Numerous mechanisms have been proposed to explain host shutoff by influenza A virus (IAV). One of these involves the viral mRNAs “stealing” capped fragments originally thought to be derived from cellular pre-mRNAs, followed by extension into mRNA (Koppstein et al., 2015). Other mechanisms put forward include the preferential translation of viral mRNA (Park and Katze, 1995), the degradation of cellular mRNA (Beloso et al., 1992), inhibiting the formation of cellular pre-mRNA (Nemeroff et al., 1998), the degradation of cellular RNA polymerase II (Rodriguez et al., 2007), and the retention of host mRNA in the cell nucleus (Fortes et al., 1994).
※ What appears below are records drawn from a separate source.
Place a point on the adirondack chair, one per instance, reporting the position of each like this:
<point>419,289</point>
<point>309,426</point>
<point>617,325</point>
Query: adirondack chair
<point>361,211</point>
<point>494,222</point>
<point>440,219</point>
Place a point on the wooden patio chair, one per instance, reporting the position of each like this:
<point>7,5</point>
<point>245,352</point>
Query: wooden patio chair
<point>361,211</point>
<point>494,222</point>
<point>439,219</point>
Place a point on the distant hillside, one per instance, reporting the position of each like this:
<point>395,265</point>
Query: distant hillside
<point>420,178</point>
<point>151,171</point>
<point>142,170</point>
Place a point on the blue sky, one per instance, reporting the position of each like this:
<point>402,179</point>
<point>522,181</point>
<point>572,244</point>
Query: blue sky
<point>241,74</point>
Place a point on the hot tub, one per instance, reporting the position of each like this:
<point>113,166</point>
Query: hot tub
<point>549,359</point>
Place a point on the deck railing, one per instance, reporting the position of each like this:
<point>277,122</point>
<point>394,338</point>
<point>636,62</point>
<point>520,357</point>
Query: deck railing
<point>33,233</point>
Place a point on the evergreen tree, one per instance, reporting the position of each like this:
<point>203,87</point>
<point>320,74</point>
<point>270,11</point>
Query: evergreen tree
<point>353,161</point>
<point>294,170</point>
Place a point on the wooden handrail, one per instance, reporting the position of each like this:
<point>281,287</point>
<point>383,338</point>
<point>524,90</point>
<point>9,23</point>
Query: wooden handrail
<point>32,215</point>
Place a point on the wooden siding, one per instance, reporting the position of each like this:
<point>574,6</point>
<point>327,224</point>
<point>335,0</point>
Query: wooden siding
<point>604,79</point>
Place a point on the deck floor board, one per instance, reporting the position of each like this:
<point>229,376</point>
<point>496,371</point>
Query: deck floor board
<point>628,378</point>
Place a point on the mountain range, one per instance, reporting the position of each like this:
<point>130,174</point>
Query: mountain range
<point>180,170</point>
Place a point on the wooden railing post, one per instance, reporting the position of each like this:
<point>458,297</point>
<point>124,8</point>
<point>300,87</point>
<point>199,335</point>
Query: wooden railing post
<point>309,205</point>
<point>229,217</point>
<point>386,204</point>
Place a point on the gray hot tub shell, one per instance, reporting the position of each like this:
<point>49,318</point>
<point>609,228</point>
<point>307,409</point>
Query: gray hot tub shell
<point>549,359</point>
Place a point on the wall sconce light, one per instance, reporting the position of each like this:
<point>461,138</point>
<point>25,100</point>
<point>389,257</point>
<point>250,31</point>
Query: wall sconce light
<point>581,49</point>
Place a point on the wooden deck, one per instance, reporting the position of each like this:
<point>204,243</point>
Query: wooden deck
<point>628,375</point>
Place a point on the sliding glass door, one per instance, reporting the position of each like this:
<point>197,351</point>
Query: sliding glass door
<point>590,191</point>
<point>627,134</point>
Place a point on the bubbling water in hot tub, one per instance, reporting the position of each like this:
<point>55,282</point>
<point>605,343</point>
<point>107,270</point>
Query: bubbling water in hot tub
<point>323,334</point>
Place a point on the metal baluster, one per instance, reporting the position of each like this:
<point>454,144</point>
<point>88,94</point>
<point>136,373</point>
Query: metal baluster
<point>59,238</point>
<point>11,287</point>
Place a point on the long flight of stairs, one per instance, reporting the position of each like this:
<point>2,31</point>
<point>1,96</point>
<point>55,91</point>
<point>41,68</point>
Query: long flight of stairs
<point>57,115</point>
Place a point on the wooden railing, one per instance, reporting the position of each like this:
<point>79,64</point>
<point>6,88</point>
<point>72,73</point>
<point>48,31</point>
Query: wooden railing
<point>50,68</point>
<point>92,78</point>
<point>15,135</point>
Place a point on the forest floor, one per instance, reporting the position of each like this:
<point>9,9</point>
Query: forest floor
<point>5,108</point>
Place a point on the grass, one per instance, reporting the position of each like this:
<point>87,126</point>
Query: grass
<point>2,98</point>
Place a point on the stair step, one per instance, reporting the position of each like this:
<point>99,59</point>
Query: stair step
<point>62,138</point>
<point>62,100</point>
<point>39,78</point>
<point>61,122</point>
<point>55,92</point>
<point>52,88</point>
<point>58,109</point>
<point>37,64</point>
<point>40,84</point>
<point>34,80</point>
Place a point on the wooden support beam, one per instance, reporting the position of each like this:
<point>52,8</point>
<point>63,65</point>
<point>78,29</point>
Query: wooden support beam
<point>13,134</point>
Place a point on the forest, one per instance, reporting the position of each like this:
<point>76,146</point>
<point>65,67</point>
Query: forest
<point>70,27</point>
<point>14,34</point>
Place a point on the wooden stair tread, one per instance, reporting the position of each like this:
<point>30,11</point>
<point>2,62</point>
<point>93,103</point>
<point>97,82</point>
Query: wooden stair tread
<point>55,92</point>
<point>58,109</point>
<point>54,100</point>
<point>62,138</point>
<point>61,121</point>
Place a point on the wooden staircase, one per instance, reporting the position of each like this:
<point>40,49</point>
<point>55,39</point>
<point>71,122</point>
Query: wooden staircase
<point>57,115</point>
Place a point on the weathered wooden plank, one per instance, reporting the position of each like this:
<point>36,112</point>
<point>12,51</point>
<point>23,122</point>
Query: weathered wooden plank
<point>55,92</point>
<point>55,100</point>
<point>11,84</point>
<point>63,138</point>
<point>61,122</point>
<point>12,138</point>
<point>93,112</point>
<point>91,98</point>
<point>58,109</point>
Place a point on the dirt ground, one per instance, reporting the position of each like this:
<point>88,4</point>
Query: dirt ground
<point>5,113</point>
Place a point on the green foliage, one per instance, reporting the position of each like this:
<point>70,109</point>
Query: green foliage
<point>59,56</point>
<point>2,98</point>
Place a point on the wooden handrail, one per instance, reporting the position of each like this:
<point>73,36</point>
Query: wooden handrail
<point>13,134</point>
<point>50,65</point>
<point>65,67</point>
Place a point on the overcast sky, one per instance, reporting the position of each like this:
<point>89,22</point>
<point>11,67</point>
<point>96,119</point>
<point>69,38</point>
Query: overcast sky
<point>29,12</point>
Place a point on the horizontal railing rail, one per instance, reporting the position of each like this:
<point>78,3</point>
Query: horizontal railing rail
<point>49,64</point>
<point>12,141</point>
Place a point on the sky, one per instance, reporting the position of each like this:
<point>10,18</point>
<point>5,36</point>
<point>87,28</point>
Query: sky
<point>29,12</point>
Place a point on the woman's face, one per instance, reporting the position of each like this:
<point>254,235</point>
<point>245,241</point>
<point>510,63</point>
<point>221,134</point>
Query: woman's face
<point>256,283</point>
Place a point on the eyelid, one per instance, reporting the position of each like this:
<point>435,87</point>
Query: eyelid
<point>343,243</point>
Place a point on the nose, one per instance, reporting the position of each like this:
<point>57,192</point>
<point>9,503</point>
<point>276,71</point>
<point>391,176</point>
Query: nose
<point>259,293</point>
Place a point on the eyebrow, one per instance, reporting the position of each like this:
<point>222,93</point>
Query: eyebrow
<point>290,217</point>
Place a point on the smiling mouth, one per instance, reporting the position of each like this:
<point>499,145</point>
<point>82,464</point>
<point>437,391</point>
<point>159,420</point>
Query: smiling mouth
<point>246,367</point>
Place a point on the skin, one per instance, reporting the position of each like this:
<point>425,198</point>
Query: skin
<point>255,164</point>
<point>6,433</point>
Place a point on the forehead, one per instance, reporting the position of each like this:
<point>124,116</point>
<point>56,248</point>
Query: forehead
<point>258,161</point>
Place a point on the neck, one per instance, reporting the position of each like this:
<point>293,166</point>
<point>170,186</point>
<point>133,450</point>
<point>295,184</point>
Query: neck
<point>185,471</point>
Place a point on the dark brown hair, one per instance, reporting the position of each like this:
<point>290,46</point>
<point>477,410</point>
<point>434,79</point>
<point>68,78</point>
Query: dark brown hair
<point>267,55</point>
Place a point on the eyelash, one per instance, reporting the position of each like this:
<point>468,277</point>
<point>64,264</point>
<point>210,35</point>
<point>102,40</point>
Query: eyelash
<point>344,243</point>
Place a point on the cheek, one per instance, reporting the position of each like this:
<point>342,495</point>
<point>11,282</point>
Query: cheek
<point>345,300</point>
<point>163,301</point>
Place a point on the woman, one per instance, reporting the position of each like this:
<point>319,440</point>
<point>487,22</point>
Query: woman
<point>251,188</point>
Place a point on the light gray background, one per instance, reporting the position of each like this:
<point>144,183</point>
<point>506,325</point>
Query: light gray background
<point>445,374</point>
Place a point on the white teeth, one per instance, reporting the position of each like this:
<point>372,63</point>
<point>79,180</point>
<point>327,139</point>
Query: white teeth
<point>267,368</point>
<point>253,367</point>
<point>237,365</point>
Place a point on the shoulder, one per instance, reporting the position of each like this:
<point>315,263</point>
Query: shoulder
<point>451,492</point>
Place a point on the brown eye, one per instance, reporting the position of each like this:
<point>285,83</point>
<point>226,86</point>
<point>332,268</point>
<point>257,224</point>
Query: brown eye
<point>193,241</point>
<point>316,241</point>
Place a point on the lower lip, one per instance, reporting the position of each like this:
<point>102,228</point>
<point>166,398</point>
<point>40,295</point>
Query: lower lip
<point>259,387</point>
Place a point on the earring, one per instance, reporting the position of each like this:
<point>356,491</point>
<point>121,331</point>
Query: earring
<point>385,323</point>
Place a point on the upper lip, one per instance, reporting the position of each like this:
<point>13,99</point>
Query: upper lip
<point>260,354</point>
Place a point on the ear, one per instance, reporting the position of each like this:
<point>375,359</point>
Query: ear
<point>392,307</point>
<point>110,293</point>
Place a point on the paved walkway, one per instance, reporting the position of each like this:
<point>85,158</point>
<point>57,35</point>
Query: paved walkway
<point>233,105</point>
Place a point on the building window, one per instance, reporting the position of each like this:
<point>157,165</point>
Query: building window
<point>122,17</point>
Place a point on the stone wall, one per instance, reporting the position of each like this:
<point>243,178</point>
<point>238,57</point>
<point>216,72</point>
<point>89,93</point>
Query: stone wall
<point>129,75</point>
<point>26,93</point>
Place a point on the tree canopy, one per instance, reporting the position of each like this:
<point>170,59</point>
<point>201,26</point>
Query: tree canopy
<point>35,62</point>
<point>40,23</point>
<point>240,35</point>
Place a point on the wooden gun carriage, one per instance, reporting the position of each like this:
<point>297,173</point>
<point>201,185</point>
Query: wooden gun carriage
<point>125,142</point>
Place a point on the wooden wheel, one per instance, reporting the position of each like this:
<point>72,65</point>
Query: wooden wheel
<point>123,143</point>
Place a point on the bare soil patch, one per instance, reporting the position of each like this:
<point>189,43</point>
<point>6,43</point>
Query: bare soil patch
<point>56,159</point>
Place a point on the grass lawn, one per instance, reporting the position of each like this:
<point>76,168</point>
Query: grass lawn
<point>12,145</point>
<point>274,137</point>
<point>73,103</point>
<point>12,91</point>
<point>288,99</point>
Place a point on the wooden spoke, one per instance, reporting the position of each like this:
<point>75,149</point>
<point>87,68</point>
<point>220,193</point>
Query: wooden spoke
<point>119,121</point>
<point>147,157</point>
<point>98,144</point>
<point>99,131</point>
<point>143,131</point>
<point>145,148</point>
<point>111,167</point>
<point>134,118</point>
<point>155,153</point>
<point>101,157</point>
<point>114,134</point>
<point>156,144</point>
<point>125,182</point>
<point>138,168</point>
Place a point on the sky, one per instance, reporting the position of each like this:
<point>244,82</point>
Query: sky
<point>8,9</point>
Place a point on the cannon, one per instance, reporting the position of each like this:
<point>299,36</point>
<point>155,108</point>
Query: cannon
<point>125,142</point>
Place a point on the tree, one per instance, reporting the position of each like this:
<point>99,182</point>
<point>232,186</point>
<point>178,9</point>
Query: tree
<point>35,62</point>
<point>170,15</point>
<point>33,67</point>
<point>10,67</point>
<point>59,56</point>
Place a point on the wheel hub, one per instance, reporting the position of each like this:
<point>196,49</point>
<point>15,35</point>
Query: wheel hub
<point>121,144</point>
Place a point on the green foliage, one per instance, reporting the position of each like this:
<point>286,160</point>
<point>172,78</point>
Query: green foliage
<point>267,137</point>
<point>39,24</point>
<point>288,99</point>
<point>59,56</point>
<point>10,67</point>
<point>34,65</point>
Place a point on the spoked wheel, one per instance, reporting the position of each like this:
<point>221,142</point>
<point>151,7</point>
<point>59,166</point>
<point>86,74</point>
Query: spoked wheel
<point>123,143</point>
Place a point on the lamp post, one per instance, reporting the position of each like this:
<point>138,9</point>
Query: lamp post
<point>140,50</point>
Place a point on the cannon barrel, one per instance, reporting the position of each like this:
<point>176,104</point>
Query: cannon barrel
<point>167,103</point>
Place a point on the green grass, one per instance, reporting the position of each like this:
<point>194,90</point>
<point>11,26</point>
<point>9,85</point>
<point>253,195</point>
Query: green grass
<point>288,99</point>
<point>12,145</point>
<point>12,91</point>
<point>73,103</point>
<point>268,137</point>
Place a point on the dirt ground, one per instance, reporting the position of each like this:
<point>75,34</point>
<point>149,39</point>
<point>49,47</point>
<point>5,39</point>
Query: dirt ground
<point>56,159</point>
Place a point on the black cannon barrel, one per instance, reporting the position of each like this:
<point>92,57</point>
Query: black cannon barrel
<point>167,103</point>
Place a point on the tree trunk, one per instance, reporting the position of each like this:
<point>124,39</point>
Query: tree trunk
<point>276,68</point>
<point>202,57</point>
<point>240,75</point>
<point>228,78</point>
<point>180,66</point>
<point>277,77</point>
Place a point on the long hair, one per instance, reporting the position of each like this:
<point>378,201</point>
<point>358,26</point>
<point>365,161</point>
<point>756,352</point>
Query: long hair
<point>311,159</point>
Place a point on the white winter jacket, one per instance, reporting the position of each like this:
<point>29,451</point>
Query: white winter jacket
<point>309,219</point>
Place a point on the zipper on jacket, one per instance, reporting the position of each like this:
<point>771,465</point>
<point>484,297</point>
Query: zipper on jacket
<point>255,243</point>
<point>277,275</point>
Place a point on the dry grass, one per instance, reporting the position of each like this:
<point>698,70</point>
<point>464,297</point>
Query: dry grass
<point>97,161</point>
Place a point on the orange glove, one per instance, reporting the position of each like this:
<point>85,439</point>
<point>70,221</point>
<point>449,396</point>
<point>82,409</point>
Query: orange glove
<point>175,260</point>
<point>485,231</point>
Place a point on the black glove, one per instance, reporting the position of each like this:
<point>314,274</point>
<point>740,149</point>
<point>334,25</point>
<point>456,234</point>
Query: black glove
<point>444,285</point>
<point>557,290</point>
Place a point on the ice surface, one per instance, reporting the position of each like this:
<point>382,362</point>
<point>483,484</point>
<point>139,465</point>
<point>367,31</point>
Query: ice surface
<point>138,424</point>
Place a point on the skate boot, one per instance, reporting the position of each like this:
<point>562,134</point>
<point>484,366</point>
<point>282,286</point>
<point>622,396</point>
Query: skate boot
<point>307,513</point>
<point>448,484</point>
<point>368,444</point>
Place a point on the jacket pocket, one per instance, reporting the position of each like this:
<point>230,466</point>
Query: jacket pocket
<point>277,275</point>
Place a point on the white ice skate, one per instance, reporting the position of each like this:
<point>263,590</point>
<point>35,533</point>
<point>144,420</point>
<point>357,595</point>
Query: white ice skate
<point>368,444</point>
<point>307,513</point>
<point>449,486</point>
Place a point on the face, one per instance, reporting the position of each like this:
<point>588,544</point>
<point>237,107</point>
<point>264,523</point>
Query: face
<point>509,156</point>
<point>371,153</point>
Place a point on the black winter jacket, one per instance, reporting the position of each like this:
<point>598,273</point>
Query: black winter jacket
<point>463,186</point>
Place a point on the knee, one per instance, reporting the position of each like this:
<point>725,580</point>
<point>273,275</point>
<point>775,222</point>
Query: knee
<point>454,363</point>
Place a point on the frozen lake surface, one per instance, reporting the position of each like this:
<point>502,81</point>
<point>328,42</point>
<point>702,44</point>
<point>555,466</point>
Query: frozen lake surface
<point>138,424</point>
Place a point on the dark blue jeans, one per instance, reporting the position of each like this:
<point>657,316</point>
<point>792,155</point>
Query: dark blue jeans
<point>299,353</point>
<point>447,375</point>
Now, in eLife, Noam Stern-Ginossar of the Weizmann Institute of Science and colleagues – including Adi Bercovich-Kinori and Julie Tai as joint first authors – report how they have combined RNA sequencing (which measures the abundance of different mRNAs) with ribosome profiling (which gives a measure of mRNA translation or protein synthesis (Ingolia, 2016)) to produce a genome-wide map that illustrates changes in the abundance and translation of both host and viral mRNA across the IAV replication cycle (Bercovich-Kinori et al., 2016). Unexpectedly they found that host and viral mRNAs were both translated with similar efficiencies, indicating that viral mRNAs were not preferentially translated relative to host mRNAs. Instead, IAV-induced host shutoff primarily originates from a reduced abundance of cellular mRNA and from the high levels of viral mRNA in both the nucleus and cytoplasm. Fluorescence-based measurements confirmed these findings and revealed that the reduced abundance of cellular mRNA has its origins in the nucleus. This likely involves an RNA endoribonuclease called PA-X, which is encoded in the genome of IAV, stimulating the decay of cellular mRNA (Khaperskyy et al., 2016).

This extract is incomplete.